EHR Interoperability Requires A Unified Effort & Open Data
One area where Muntz, Dr. Gee, and Dr. Kulin all agree is that realizing true EHR interoperability will take the collective effort of several healthcare stakeholders — namely, the government, providers, payers, and patients. However, each has a different viewpoint on what roles these stakeholders should play in this transformation. Muntz believes the government’s role is to be responsive when the market fails to do what’s best for providers and patients. He also believes providers need to leverage the highest quality technology to engage and care for patients. Dr. Kulin, on the other hand, believes true interoperability won’t be realized unless payers (Medicare and major insurers) force the issue. Finally, Dr. Gee believes private industry needs to be appropriately incentivized to solve the EHR interoperability problem.
However we get there, all three agree that EHR interoperability needs to be much more seamless than it is today. In other words, health data should be able to be transmitted from a point of origin to a designated endpoint with minimal human effort.

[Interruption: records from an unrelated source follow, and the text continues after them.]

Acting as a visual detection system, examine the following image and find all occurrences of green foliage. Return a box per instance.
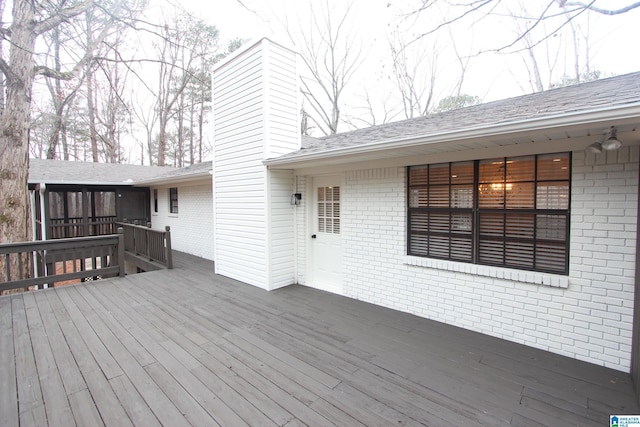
[434,94,482,113]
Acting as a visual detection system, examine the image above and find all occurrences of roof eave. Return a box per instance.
[133,169,211,186]
[263,102,640,166]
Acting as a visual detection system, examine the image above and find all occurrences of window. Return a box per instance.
[169,187,178,214]
[407,153,571,274]
[153,188,158,213]
[318,186,340,234]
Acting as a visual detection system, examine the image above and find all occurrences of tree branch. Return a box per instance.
[558,0,640,16]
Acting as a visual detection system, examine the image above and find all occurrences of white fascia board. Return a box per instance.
[264,103,640,166]
[132,170,213,187]
[28,179,136,187]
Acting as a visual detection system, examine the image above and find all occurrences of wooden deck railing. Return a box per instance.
[118,222,173,268]
[47,216,147,239]
[0,233,125,290]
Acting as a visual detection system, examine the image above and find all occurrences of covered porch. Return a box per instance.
[0,253,640,426]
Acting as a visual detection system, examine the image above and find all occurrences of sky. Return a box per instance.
[168,0,640,109]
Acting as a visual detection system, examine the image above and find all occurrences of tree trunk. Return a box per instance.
[0,0,36,282]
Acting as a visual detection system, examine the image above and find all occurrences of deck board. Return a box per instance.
[0,253,640,427]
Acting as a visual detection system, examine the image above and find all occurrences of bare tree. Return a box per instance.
[389,30,438,119]
[408,0,640,51]
[284,0,362,135]
[156,15,218,166]
[0,0,140,260]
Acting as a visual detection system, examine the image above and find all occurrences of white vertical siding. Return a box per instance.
[265,43,301,158]
[213,42,267,287]
[269,171,297,289]
[213,39,300,289]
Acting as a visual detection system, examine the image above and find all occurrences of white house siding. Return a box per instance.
[151,179,214,260]
[213,39,299,289]
[265,42,300,158]
[298,147,638,371]
[269,171,297,289]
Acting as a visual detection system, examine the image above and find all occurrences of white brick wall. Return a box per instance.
[316,147,638,371]
[151,179,214,260]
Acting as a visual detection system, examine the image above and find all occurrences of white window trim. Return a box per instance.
[404,255,569,289]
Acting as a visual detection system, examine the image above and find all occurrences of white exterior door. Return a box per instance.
[309,176,342,294]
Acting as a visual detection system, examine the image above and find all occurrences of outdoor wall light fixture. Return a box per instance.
[586,126,622,154]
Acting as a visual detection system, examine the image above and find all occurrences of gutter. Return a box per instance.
[263,102,640,166]
[132,169,212,186]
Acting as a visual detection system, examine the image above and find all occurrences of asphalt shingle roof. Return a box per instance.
[288,72,640,159]
[29,159,177,185]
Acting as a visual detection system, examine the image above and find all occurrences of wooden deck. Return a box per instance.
[0,254,640,427]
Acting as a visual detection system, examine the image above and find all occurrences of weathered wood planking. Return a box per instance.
[0,253,640,426]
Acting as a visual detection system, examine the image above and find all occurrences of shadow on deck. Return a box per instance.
[0,252,640,426]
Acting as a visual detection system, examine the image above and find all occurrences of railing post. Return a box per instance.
[118,227,126,277]
[164,225,173,269]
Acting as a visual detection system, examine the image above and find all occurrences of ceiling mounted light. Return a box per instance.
[602,126,622,151]
[586,142,602,154]
[585,126,622,154]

“I believe we’ll get to this point over the next few years,” says Muntz. “We’re reaching a point of critical mass where everyone will expect health data to be exchanged as simply as we surf the Internet or send a fax or email today. Once this occurs, the possibilities are endless. This exchange will present new opportunities for innovation that didn’t exist before. For example, providers will be able to apply analytics tools to this collective data to identify patterns we didn’t know existed and act upon them. The possibilities in terms of discovery are very exciting.”
The EHR interoperability utopia Muntz describes definitely is appealing. However, I feel we’re a bit farther away from this target than Muntz does. To me, the siloed design of many of today’s EHRs will be a difficult hurdle to leap, and it’s one I’m not convinced the industry is approaching the right way. For example, we’re currently trying to get EHRs with proprietary formats to share data through interfaces and exchanges that take the data from one system’s language and basically translate it to the language of the receiving system. As with any data exchange that occurs in this fashion, some information can be lost in translation. This can be potentially devastating when dealing with a patient record. In my opinion, true exchange requires truly open data. Why can’t EHR vendors simply compete based on the features and usability of their platforms instead of the proprietary formats in which they collect and format data?

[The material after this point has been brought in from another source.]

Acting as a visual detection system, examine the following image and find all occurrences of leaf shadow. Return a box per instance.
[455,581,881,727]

We have seen some progress in regards to EHR vendors working together to achieve interoperability. For example, in March 2013, the CommonWell Health Alliance was announced. This alliance is made up of several leading EHR vendors (e.g. Cerner, McKesson, athenahealth, Greenway, and Allscripts) and intends to create an open, vendor-neutral platform for interoperability between member systems. This initiative is definitely a step in the right direction, but it’s more of a “walled garden” than a truly open-data protocol for interoperability. Hopefully, however, CommonWell will get more vendors to think about the necessity of sharing health data, and will help create the “critical mass” effect that Muntz refers to.